Consulting Stelten again:

immaculatum hostiam
spotless victim

hostia - host, victim, sacrifice, offering, gift

In the context of the Canon, it refers to the thing being sacrificed, and which we're asking God to accept, so "victim" seems (to me) the almost obligatory choice.

27/9/05 18:16  
Blogger Henry said...

Pretty rare to hear EP I anywhere it seems to me, so the problem mentioned seems improbable at best.

Then, here in my fairly remote southern diocese, I must be more fortunate than I've been aware. At daily Mass, in the typical week I hear EP I at least twice (always on solemnities, frequently on feast days, throughout Easter and Pentecost weeks, etc) and each of the others only once or twice -- usually EP III on Sundays and feast days if not I, and (thankfully) EP II rarely on Sundays, EP IV about once a week.

Actually, our overstaffed smallish parish has 3 priests, two essentially retired but still celebrating Mass regularly, one of which usually uses EP II, one usually uses EP III, and the other uses EP I most often. So the parish is probably atypical.

27/9/05 18:44  
Blogger RC said...

I don't know about you, but I associate serene and kindly faces with my grandparent, but I don't think that's the image the writers of the Canon had in mind.

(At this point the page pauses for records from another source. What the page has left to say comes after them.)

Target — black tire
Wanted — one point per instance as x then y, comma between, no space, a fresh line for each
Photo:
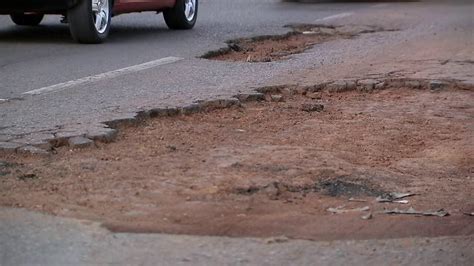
176,19
81,20
27,19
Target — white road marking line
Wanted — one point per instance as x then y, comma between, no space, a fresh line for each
103,76
341,15
380,5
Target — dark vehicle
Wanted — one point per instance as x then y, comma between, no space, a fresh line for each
89,20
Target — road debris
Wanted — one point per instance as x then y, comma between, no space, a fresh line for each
276,240
357,200
412,211
394,197
340,210
26,177
312,107
367,216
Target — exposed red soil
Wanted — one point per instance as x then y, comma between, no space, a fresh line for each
273,48
260,169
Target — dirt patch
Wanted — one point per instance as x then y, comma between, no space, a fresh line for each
277,47
269,168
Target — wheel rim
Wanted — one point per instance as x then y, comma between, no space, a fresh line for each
100,14
190,9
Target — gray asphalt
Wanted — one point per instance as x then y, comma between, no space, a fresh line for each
34,239
32,58
36,57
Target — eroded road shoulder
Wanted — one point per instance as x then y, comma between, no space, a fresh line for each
256,167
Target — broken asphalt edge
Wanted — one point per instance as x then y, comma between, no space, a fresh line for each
47,146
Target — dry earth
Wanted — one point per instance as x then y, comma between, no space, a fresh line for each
269,169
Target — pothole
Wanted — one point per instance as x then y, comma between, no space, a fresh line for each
277,47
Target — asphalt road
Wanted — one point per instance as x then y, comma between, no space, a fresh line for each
36,57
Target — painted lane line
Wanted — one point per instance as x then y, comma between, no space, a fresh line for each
380,5
341,15
104,76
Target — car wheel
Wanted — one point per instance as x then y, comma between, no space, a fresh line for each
89,20
27,19
183,15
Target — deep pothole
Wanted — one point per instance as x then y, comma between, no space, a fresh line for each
268,48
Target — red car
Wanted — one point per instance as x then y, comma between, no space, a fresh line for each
89,20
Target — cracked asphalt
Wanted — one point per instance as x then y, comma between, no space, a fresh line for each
33,58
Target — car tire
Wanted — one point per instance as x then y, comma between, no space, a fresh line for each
27,19
84,21
183,15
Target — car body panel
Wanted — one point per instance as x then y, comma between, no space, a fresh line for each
60,6
127,6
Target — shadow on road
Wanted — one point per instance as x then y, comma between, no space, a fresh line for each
60,34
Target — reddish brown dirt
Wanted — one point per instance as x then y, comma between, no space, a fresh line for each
214,173
273,48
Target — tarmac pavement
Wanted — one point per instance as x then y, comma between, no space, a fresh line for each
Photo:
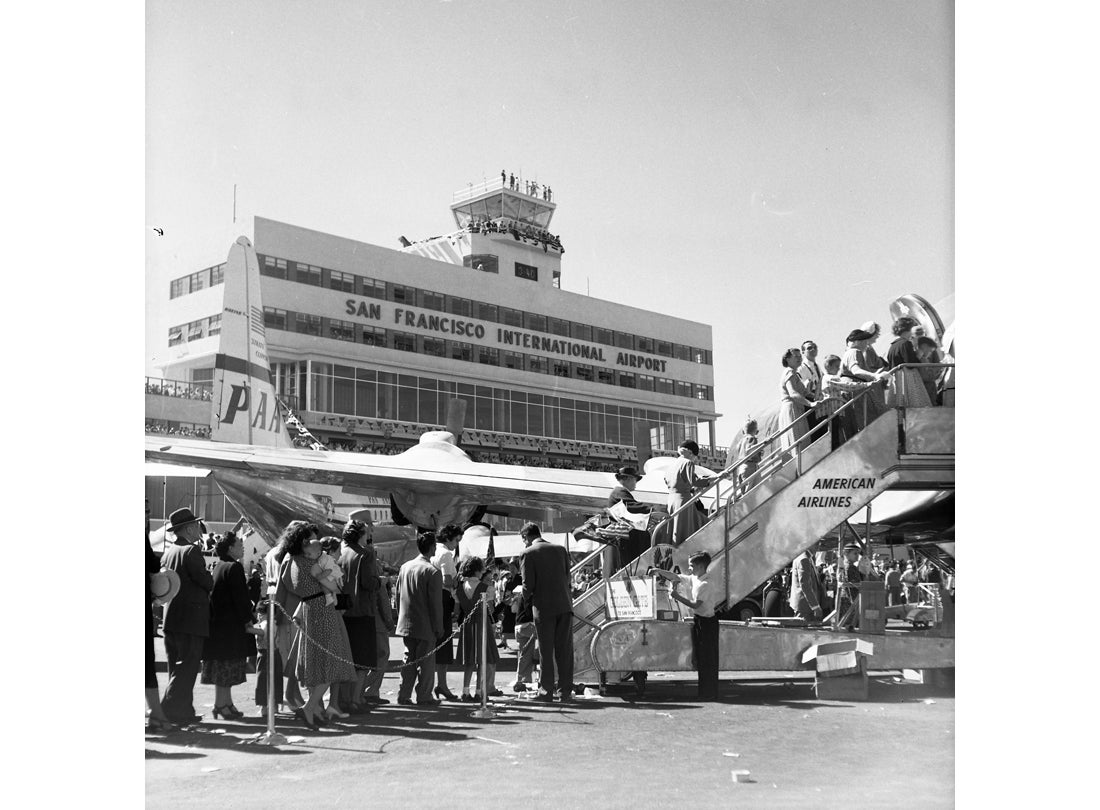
667,748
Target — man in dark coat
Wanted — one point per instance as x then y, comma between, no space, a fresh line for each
419,621
186,616
545,569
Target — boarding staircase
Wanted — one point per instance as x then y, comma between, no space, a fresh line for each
802,491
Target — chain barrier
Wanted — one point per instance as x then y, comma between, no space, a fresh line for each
425,657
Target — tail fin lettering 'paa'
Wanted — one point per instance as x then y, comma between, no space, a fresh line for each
245,409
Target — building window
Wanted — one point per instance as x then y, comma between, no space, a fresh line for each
373,288
274,318
526,271
404,341
580,331
274,267
459,306
537,323
436,347
460,350
308,274
341,330
307,324
342,281
485,312
484,262
431,300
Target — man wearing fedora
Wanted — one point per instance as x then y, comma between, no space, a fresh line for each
186,616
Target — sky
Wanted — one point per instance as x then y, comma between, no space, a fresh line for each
780,170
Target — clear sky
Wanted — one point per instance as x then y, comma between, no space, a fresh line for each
778,170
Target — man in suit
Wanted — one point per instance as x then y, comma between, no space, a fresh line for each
186,616
805,588
420,621
545,569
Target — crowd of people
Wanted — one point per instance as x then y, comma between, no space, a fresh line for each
334,616
182,390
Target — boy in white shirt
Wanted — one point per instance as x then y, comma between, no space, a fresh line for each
704,634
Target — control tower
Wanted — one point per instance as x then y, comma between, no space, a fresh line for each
503,228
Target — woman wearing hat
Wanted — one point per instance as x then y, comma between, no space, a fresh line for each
793,401
860,362
229,644
681,481
320,652
906,385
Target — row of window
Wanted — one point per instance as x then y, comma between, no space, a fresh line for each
455,305
195,330
349,331
376,394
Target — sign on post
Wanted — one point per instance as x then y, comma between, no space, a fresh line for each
634,598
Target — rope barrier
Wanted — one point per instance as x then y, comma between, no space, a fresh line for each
422,658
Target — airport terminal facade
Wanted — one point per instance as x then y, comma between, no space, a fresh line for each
369,343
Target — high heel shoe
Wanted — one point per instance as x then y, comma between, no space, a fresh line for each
227,712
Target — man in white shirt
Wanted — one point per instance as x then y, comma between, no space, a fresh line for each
704,634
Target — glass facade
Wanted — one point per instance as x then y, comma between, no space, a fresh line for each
367,393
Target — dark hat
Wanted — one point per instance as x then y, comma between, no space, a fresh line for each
180,517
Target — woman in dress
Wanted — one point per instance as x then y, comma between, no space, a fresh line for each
475,580
320,652
857,364
229,644
681,481
906,386
793,401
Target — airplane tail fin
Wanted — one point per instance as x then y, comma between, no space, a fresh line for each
245,408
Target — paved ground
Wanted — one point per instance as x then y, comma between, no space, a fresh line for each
897,751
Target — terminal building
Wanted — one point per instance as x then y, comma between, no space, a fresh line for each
369,343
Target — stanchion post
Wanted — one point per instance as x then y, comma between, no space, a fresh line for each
484,712
271,736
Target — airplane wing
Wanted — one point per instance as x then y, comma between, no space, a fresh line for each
431,483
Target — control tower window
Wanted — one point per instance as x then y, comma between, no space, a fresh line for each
484,262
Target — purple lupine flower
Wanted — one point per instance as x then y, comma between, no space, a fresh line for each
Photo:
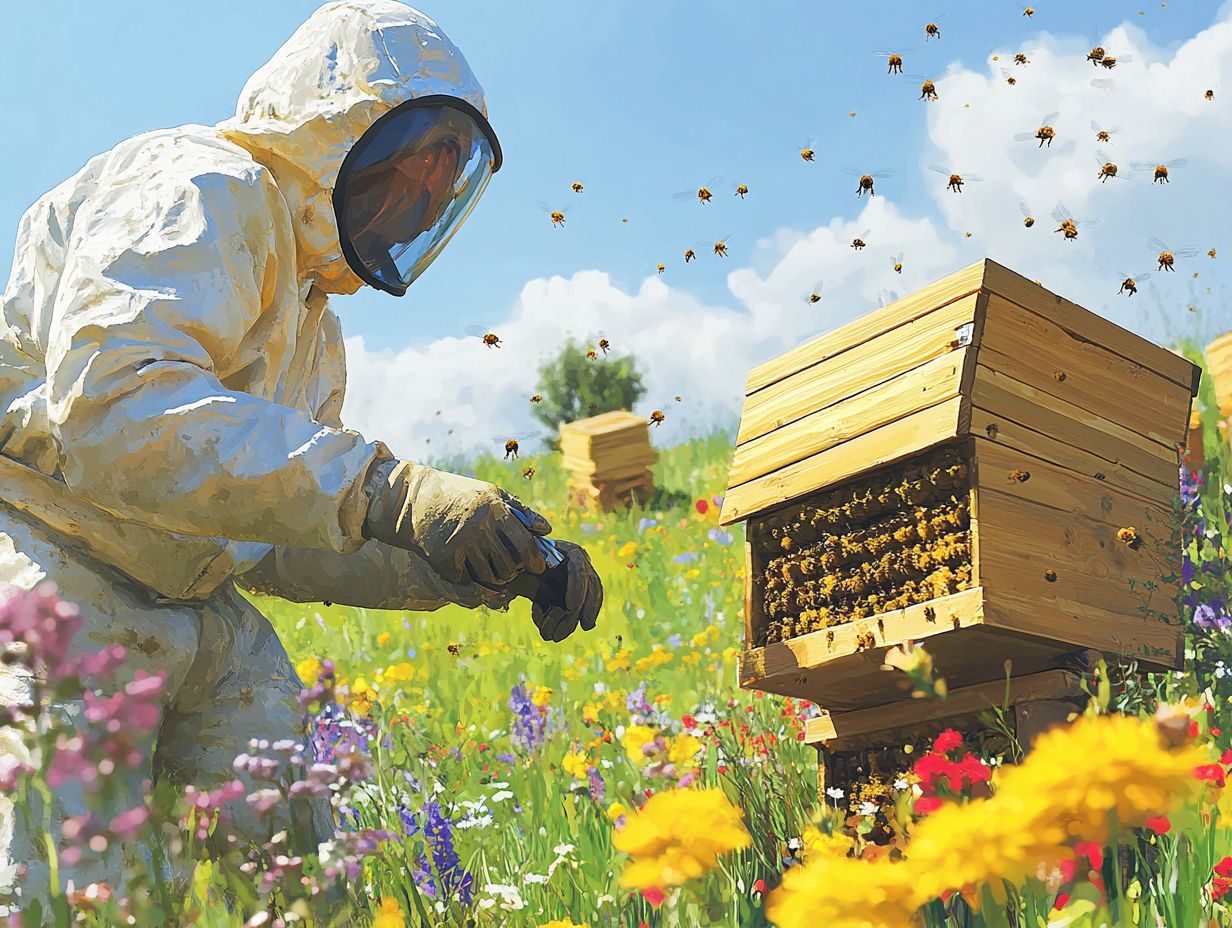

"Serene and kindly face" reminds us that God is eternally blessed, serene and happy. At least in our culture, where people often think of God as eternally outraged, it's a needed corrective.

27/9/05 18:52  
Blogger George Collie said...

Who cares about the Anglican canons?

My answer would be that the Anglicans have been grappling with tranlating into English for more than 450 years. Our Church has really only been dealing with English in the Mas for a century or so.

Whatever their canonical status, the Anglicans were the first Church do pray, think and speak in English. We can learn a lot from them.